Este operativo preventivo, realizado previo a la celebración de la noche del Grito de Independencia, cumple 66 años de ejecutarse de forma ininterrumpida, pero lo que hoy parece una simple rutina de mantenimiento urbano nació de un tenso episodio político ocurrido en 1960.
Durante el periodo de 1959 a 1960, Sonora vivió una fuerte agitación social encabezada por el sindicato de maestros estatales bajo la gubernatura de Álvaro Obregón Tapia, hijo del general Álvaro Obregón. El núcleo del reclamo residía en las marcadas desigualdades laborales, ya que los docentes estatales exigían ser homologados salarialmente con los profesores federales.
La postura inflexible del mandatario derivó en huelgas, paros de labores e intensas manifestaciones sindicales que paralizaron los planteles educativos del estado.
“En el año 60, 59-60, cuando era gobernador Álvaro Obregón Tapia, hijo del general Obregón, hubo un conflicto magisterial muy fuerte. Los profesores estatales querían que se les homologara a los profesores federales, y no aceptaba el gobernador hacer eso”, contó a N+ Ignacio Lagarda Lagarda, Cronista Municipal de Hermosillo.
La tensión acumulada detonó la noche del 15 de septiembre de 1960 durante los festejos patrios en la Plaza Zaragoza. Aprovechando la multitud congregada frente al Palacio de Gobierno, un grupo de profesores normalistas e integrantes del movimiento magisterial se filtraron entre los asistentes.
En el momento exacto en que el gobernador Obregón Tapia salió al balcón para vitorear a los héroes patrios, los manifestantes tomaron los frutos verdes de los árboles cercanos y los arrojaron hacia el balcón oficial.
“A la hora de que el gobernador sonara la campana y gritaba, ¡Viva México! de repente salieron de entre la multitud un grupo de profesores normalistas que se filtraron en el público, cortaron las naranjas verdes y le tiraron al balcón”, contó Lagarda.
Con los altavoces encendidos, el sistema de sonido transmitió la reacción del mandatario estatal a toda la concurrencia.
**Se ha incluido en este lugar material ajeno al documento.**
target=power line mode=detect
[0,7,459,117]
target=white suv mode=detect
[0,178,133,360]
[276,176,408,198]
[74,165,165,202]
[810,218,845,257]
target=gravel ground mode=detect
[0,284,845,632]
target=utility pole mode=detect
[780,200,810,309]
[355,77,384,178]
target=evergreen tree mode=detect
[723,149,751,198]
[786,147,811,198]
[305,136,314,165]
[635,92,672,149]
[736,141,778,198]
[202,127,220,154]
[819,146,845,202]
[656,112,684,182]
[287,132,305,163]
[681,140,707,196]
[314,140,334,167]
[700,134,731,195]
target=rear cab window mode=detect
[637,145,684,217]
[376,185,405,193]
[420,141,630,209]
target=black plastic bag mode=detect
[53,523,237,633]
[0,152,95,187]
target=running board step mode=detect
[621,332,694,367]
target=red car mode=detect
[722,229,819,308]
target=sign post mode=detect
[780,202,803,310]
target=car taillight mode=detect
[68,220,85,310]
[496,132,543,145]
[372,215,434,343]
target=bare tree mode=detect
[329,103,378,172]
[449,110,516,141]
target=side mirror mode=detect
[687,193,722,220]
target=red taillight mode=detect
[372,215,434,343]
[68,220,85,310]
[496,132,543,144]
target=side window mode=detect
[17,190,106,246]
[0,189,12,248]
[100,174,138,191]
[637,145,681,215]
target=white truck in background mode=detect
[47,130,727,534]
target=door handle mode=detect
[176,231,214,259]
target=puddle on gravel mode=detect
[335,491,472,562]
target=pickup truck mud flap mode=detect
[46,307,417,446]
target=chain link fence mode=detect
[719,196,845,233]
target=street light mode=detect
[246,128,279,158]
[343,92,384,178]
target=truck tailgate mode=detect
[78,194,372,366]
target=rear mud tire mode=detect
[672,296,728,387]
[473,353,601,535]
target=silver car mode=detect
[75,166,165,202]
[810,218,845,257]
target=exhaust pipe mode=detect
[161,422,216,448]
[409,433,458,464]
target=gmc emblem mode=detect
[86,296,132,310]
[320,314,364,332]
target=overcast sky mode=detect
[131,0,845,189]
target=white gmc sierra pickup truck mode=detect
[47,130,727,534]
La agresión provocó que una de las naranjas impactara directamente en el pecho de la primera dama, Fernanda Luque de Obregón.
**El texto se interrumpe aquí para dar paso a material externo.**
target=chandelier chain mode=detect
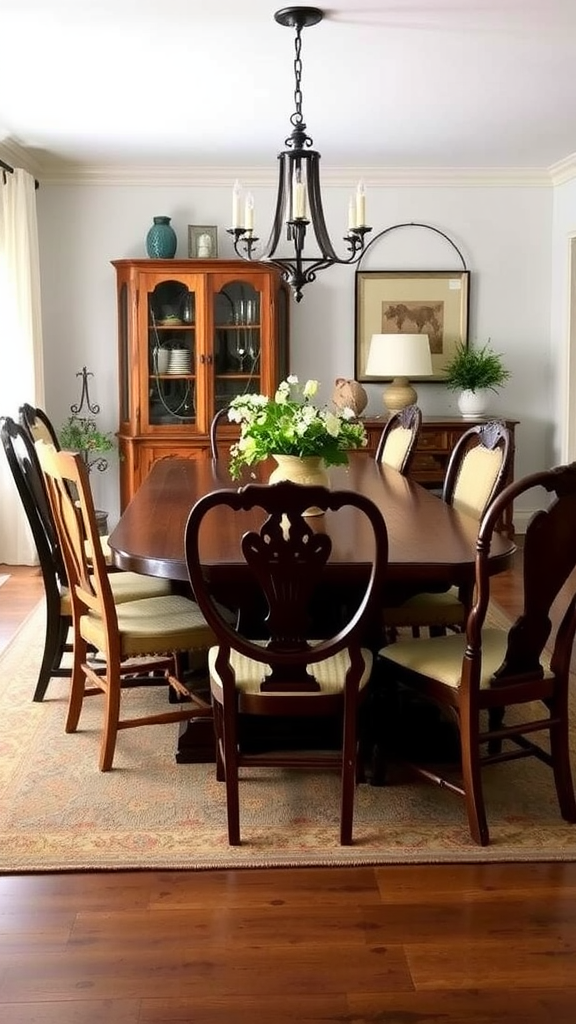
[290,27,302,126]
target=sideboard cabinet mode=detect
[113,259,288,509]
[362,416,519,539]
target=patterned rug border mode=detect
[0,601,576,874]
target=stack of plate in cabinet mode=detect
[168,348,191,374]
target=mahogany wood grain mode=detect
[0,566,576,1024]
[109,453,515,586]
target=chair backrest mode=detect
[210,406,228,460]
[18,402,60,449]
[442,420,510,521]
[463,463,576,699]
[374,406,422,476]
[184,481,387,693]
[0,416,67,596]
[36,441,118,626]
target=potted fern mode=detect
[445,338,510,419]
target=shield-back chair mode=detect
[380,463,576,846]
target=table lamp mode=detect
[366,334,434,414]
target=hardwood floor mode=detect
[0,566,576,1024]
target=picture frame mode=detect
[355,270,469,382]
[188,224,218,259]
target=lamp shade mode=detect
[366,334,434,378]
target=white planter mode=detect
[458,388,489,420]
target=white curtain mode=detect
[0,168,44,565]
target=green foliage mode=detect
[445,339,510,391]
[58,416,116,457]
[229,376,367,479]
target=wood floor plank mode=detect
[406,937,576,987]
[0,932,412,1006]
[70,904,377,955]
[139,992,350,1024]
[0,999,139,1024]
[0,566,576,1024]
[151,867,379,909]
[344,987,575,1024]
[374,861,576,903]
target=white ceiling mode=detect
[0,0,576,176]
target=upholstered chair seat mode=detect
[379,463,576,846]
[208,647,372,702]
[384,421,509,639]
[374,406,422,476]
[184,481,387,846]
[36,441,214,771]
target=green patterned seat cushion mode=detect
[208,647,372,697]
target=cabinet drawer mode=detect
[416,430,448,452]
[410,449,446,484]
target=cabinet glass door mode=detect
[147,281,197,426]
[212,281,262,412]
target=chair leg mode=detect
[460,712,483,846]
[65,628,88,732]
[212,699,225,782]
[550,700,576,822]
[99,662,122,771]
[32,601,70,700]
[218,708,240,846]
[340,707,358,846]
[488,708,506,754]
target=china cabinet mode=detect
[113,259,288,509]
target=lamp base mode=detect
[382,377,418,414]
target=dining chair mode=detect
[184,481,387,846]
[37,442,213,771]
[384,420,511,638]
[18,402,60,449]
[374,406,422,476]
[0,416,170,700]
[18,402,112,548]
[379,463,576,846]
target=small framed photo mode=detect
[188,224,218,259]
[355,270,469,381]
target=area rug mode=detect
[0,604,576,872]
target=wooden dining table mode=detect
[109,452,516,589]
[109,452,516,764]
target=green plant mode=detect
[58,416,116,469]
[228,376,367,479]
[445,338,510,391]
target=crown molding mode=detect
[0,139,557,188]
[34,162,551,188]
[548,153,576,185]
[0,138,43,180]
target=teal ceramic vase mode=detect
[146,217,178,259]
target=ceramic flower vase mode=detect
[146,217,178,259]
[458,388,488,420]
[269,455,330,516]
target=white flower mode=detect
[324,410,341,437]
[301,378,319,398]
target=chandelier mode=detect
[229,7,371,302]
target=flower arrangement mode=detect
[228,375,368,479]
[58,416,116,470]
[445,338,510,391]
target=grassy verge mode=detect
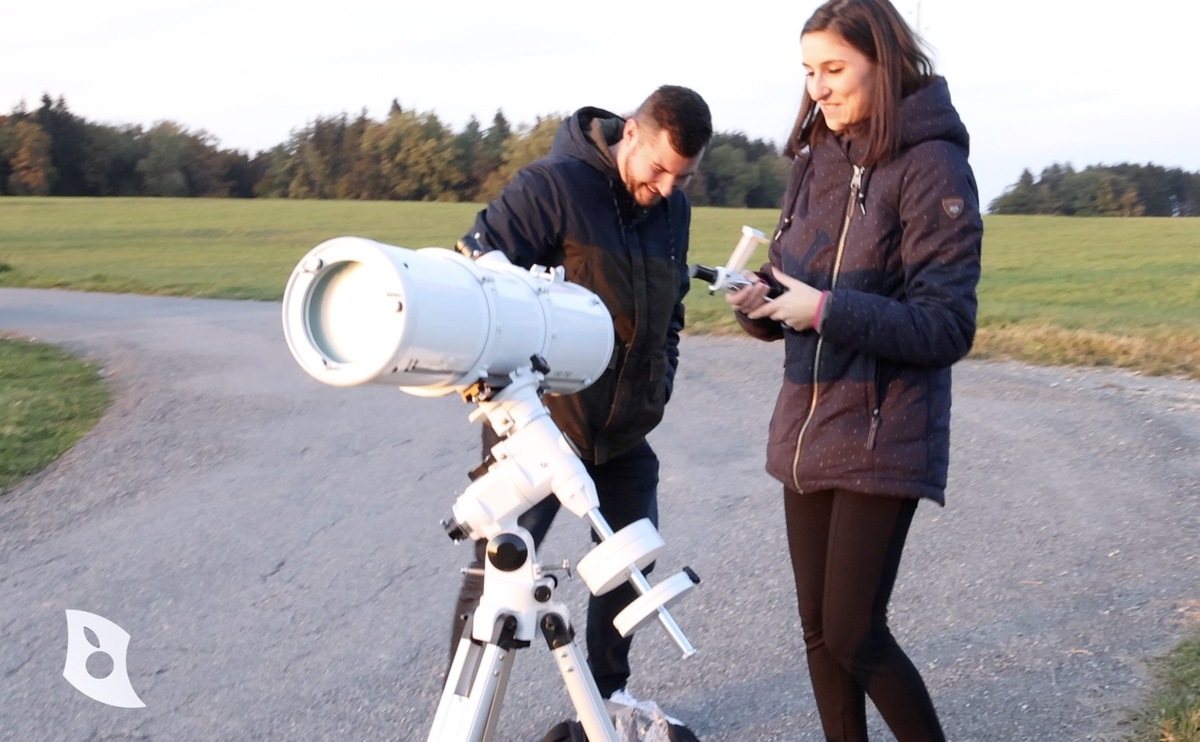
[1127,619,1200,742]
[0,339,109,493]
[0,197,1200,378]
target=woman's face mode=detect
[800,31,875,132]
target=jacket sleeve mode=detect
[468,167,563,268]
[666,193,691,401]
[821,142,983,366]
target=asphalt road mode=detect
[0,284,1200,742]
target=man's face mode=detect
[617,119,704,207]
[800,31,875,132]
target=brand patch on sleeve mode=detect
[942,198,962,219]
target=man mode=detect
[451,85,713,705]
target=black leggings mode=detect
[784,489,946,742]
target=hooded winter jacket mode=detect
[470,108,691,463]
[738,78,983,503]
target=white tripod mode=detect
[428,359,698,742]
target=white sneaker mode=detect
[605,688,685,726]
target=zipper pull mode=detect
[850,164,866,215]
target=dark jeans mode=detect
[450,437,659,698]
[784,490,946,742]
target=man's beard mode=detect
[625,172,662,209]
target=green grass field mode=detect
[0,197,1200,378]
[0,193,1200,742]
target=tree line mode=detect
[989,163,1200,216]
[0,95,788,208]
[0,95,1200,216]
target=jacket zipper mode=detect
[792,164,866,493]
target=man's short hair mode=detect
[634,85,713,157]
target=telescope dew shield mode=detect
[283,237,613,396]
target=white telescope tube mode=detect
[283,237,613,396]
“Entonces el micrófono estaba abierto y el gobernador alcanzó a decir nada más: ¡agáchate Fernanda, nos están tirando naranjazos!”
El incidente derivó en la cancelación inmediata de la ceremonia, desatando la intervención de las fuerzas policiales, persecuciones por el centro de la ciudad y el encarcelamiento momentáneo de varios docentes.
De acuerdo con el cronista municipal Ignacio Lagarda, el acto representó una meditada estrategia de descontento político para exhibir la cerrazón gubernamental ante la cobertura mediática. Finalmente, el conflicto magisterial se resolvió tras la intervención directa del presidente Adolfo López Mateos, quien ordenó homologar los sueldos de los profesores.
Al año siguiente del altercado, el Ayuntamiento de Hermosillo tomó la precaución de retirar los frutos antes de la ceremonia cívica para prevenir cualquier repetición. Sorprendentemente, esta práctica nunca fue normada mediante un decreto o reglamento oficial por escrito.
“Se cortan, la gente no sabe por qué, ni los trabajadores tampoco, ni el gobernador en turno tampoco, pero hacen eso desde entonces, cortan las naranjas para que no vaya a suceder lo mismo”, finalizó.
Así, cada 15 de septiembre, Hermosillo rememora en silencio uno de los episodios de protesta popular más peculiares de la historia de Sonora.